Multilingual Text to Speech in a Person's Own Voice
Deep learning is a system of pattern recognition modeled after the ability of the human brain to gather information and learn from it. Microsoft Chief Research Officer Richard Rashid gave a rousing demonstration of the technology at a recent conference in China.
Rashid lectured to an audience while a software system showed his words on a screen above his head. The speech recognition program then translated the words into Chinese, and even spoke the words in Rashid's own voice, according to the New York Times' John Markoff.
Rashid does not speak Chinese. How did Microsoft teach a computer to simulate a person's voice in a language that a person had never spoken? The easy way to do it would be simply to have Rashid actually speak a group of phrases in Chinese, record it, and then use a computer to extrapolate that pre recorded sound into whatever phrase needed to be translated.
That's a neat trick, but hardly practical. In order to teach a computer how to do something like this, breakthroughs in things like deep learning are required.
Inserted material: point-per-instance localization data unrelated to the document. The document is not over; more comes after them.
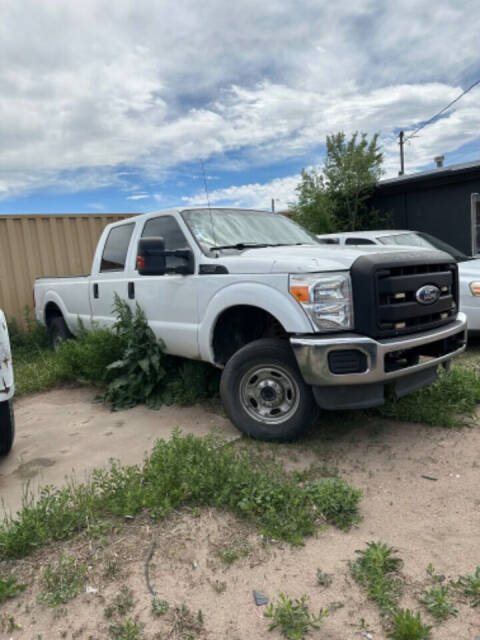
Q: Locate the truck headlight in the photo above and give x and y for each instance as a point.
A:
(326, 298)
(475, 288)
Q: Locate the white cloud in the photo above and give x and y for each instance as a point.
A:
(138, 196)
(255, 196)
(89, 89)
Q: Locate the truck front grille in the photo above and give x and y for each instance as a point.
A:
(385, 293)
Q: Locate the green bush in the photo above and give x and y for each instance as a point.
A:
(86, 359)
(27, 337)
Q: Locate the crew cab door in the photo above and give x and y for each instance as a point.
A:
(111, 276)
(170, 301)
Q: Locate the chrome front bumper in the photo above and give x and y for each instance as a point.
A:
(312, 354)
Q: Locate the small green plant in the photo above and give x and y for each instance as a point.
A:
(27, 336)
(186, 623)
(408, 626)
(9, 588)
(62, 580)
(128, 630)
(323, 579)
(159, 607)
(184, 471)
(87, 358)
(123, 602)
(293, 617)
(376, 568)
(436, 600)
(470, 587)
(219, 586)
(111, 569)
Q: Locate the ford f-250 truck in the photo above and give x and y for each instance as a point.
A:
(294, 324)
(7, 423)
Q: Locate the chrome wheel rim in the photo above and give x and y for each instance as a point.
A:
(269, 394)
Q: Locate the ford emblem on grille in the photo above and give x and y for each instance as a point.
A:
(427, 294)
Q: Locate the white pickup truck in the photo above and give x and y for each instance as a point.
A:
(7, 423)
(294, 324)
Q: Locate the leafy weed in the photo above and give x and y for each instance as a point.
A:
(9, 588)
(408, 626)
(62, 580)
(293, 617)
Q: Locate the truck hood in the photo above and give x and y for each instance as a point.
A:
(300, 259)
(470, 269)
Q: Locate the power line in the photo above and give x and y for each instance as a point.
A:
(442, 110)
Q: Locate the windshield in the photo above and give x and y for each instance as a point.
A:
(229, 228)
(417, 239)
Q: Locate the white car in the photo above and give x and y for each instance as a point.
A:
(7, 423)
(294, 324)
(468, 268)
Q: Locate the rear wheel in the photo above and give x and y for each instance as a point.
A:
(264, 393)
(7, 427)
(58, 331)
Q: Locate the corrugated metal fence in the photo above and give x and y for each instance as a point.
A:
(44, 245)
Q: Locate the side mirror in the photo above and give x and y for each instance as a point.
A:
(152, 258)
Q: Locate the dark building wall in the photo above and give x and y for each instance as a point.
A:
(437, 204)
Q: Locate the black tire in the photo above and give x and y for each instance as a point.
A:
(264, 394)
(7, 427)
(58, 332)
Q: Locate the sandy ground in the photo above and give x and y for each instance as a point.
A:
(433, 520)
(64, 433)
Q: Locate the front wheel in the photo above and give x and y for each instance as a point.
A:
(264, 393)
(7, 427)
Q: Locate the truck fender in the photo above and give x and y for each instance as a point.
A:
(52, 296)
(280, 305)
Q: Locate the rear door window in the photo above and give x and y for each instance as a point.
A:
(116, 248)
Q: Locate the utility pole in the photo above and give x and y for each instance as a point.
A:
(402, 160)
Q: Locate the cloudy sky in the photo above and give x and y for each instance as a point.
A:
(116, 106)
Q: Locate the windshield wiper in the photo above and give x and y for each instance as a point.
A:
(252, 245)
(243, 245)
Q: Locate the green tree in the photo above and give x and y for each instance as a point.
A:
(337, 199)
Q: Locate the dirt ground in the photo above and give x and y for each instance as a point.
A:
(429, 520)
(65, 432)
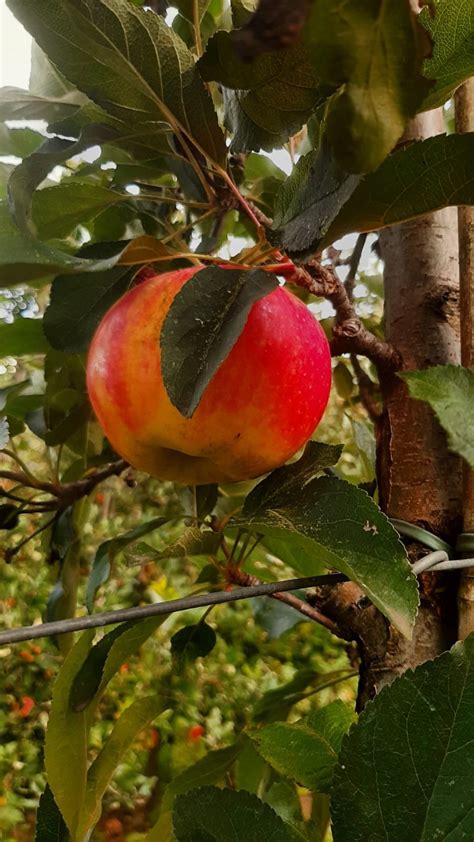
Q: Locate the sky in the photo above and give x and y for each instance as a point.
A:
(15, 48)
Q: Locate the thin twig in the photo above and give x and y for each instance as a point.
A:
(356, 255)
(172, 606)
(241, 578)
(349, 334)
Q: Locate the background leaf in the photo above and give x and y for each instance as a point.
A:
(50, 825)
(66, 746)
(449, 390)
(309, 201)
(373, 51)
(23, 336)
(266, 100)
(132, 721)
(142, 84)
(342, 526)
(224, 815)
(413, 181)
(406, 767)
(306, 751)
(78, 304)
(202, 325)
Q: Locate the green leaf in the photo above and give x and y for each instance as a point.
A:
(286, 482)
(266, 100)
(309, 201)
(17, 104)
(142, 84)
(109, 549)
(18, 142)
(24, 259)
(201, 327)
(372, 51)
(276, 617)
(449, 390)
(193, 541)
(132, 721)
(192, 642)
(50, 825)
(405, 770)
(450, 24)
(277, 703)
(307, 750)
(341, 525)
(33, 170)
(210, 814)
(413, 181)
(211, 769)
(66, 739)
(4, 432)
(78, 304)
(58, 210)
(23, 336)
Microsoft has a renowned research division, and while we don't know exactly how far it has gone into this particular branch of artificial intelligence technology, we did track down the secret to how Rashid made headlines in the Times last week.
Trajectory Tiling: How They Did It
Microsoft calls it trajectory tiling -- the entire process was laid out in a March 2012 presentation by Rashid at the TechFest conference, a celebration of 20 years of Microsoft research. It should come as no surprise then that Rashid has been in charge of this Microsoft segment during the entirety of those two decades. In fact, he was hired away from a Carnegie Mellon professor's job specifically to help start up Microsoft Research.
Increasingly, the virtual and the physical worlds are merging", Rashid said at TechFest 2012 in March. "Part of this is happening because we are giving computers the same senses we have. We are giving them the ability to see, we are giving them the ability to hear and to understand."
Dedicated to basic computer science research for the last 20 years, Rashid said he is confident his company is changing the kinds of applications it can build and how we interact with computers.
Making Voice Sausage
Frank Soong, principal researcher, Microsoft Research Asia did the trajectory tiling demonstration at TechFest 2012. He called it trained multilingual text to speech. Instead of starting with Rashid's own voice reciting various Chinese phrases like in the above example, a reference speaker is recorded instead.